Last year, the Texas legislature passed sweeping legislation aimed at improving the safety of the state’s 44 abortion clinics. One year later, 20 of those clinics are closing their doors instead of choosing to make the necessary upgrades required to make their clinics meet surgical center standards.
In keeping with the liberal media’s objection to these new safety standards, the March 7th “New York Times” ran a front page piece lamenting the voluntary closure of more than half of Texas’ abortion clinics. Times reporter Manny Fernandez moaned how “Shortly before a candlelight vigil on the sidewalk outside, employees of the last abortion clinic in the Rio Grande Valley in South Texas shut the doors on early Thursday evening, making legal abortion unavailable in the poorest part of the state in the wake of tough new restrictions passed last year by the Texas legislature.”
Fernandez went on to promote Amy Hagstrom Miller, chief executive of Whole Woman’s Health, who whined that “It’s heartbreaking for us. It’s been a very difficult decision. I tried everything I can. I just can’t keep the doors open.” In total, the 22-parapgrah article only included two direct quotes from supporters of the abortion legislation, instead choosing to include a myriad of details about the lengths women in Texas are going through to seek an abortion in the Lone Star state:
In McAllen, the shuttering of the city’s only abortion clinic has increased the costs, the time and the travel distance for women seeking abortions.

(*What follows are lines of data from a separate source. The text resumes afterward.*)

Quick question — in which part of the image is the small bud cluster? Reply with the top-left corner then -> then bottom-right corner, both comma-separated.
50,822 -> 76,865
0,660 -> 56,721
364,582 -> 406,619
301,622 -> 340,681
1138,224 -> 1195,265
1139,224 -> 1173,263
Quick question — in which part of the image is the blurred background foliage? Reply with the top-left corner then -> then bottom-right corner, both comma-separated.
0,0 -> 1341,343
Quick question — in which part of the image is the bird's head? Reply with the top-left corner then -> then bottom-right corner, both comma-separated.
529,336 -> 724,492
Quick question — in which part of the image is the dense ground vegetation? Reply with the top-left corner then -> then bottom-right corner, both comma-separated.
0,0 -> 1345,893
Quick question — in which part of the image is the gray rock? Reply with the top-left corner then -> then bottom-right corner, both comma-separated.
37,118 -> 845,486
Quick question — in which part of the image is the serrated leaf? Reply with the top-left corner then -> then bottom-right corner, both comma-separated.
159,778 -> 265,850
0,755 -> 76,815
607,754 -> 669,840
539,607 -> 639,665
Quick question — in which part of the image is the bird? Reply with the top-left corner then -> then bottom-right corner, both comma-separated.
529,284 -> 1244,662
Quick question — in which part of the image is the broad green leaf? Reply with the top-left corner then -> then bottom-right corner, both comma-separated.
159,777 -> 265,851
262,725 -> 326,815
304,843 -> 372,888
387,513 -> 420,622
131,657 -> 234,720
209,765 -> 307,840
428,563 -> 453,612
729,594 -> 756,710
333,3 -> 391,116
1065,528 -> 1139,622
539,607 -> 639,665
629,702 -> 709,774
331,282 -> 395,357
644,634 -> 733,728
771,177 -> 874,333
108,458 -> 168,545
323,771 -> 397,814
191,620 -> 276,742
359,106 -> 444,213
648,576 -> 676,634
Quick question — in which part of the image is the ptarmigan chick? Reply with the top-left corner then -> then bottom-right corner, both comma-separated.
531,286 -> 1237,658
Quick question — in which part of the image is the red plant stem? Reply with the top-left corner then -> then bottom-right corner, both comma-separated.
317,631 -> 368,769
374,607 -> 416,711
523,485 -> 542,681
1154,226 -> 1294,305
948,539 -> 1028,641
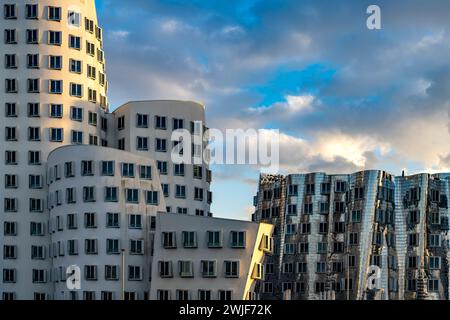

Women have been making a roughly four-hour, 240-mile trip to San Antonio or a five-hour, 310-mile trip to Austin to get abortions. There had been only two clinics that performed abortions in the Rio Grande Valley, but by the end of the day Thursday there were none. The other one in nearby Harlingen closed two days ago.
Activity at the McAllen clinic had slowed recently. It stopped performing abortions last year after parts of the law went into effect. On Tuesday, the aftercare room, where women who had received abortions were taken to recuperate, was cluttered with boxes of files as workers prepared for Thursday.
“Sometimes on my lunch break, I’ll come back here, and I’ll just sit,” said Lucy Carreon, the clinic’s patient advocate, who is moving to San Antonio to work at the Whole Woman’s Health facility there. “It’s very sad. I can’t believe it.”
Fernandez then dove into how two key portions of the law, the first requiring all abortion clinics meet hospital standards and the second requiring abortionists obtain admitting privileges to local hospitals as key to why these clinics are choosing to close: “Ms. Miller said that nearly all their doctors were unable to obtain admitting privileges at nearby hospitals, and that some hospitals declined to even provide doctors with applications for admitting privileges.”
Instead of proving a quote from Greg Abbott, her Republican opponent for governor, the piece included unchallenged remarks from Democrat Wendy Davis who engaged in a failed filibuster of the Texas law: “These health centers provide lifesaving preventive care, cancer screenings and birth control to Texan women. Politicians like Greg Abbott are forcing their personal political agenda and threatening the health of women across the Rio Grande Valley.”
Fernandez’s cheerleading for the plight of the abortion clinics didn’t stop there, as he went on to complain that “even before the full regulations kick in, women in rural areas have already had more difficulty getting abortion than those living in urban centers like Houston and Dallas. In the West Texas city of Lubbock, Planned Parenthood closed the only clinic there providing abortions, sending many women on a five-hour trip to Dallas or to Albuquerque, some 320 miles away.” The article didn’t stop there, describing how women were having to travel to Mexico to seek abortions because of the new Texas law:
In McAllen, the problems associated with traveling 240 miles to San Antonio one way-including additional costs for gas, lodging or child care-have caused some women to go to Mexico to buy a widely available “abortion pill” that can induce miscarriages and that abortion providers and advocates said poses significant risks.
The article concluded with Fernandez once again sympathizing with the supposed plight of the abortion clinics in Texas:
On the day of her appointment in San Antonio, the woman, who asked that her name not be used, said she left with a friend at about 3 a.m. to arrive at the clinic by 8 a.m. She had to spend the entire day there waiting to be seen. The San Antonio clinic, it turned out, was packed with patients from the Rio Grande Valley area.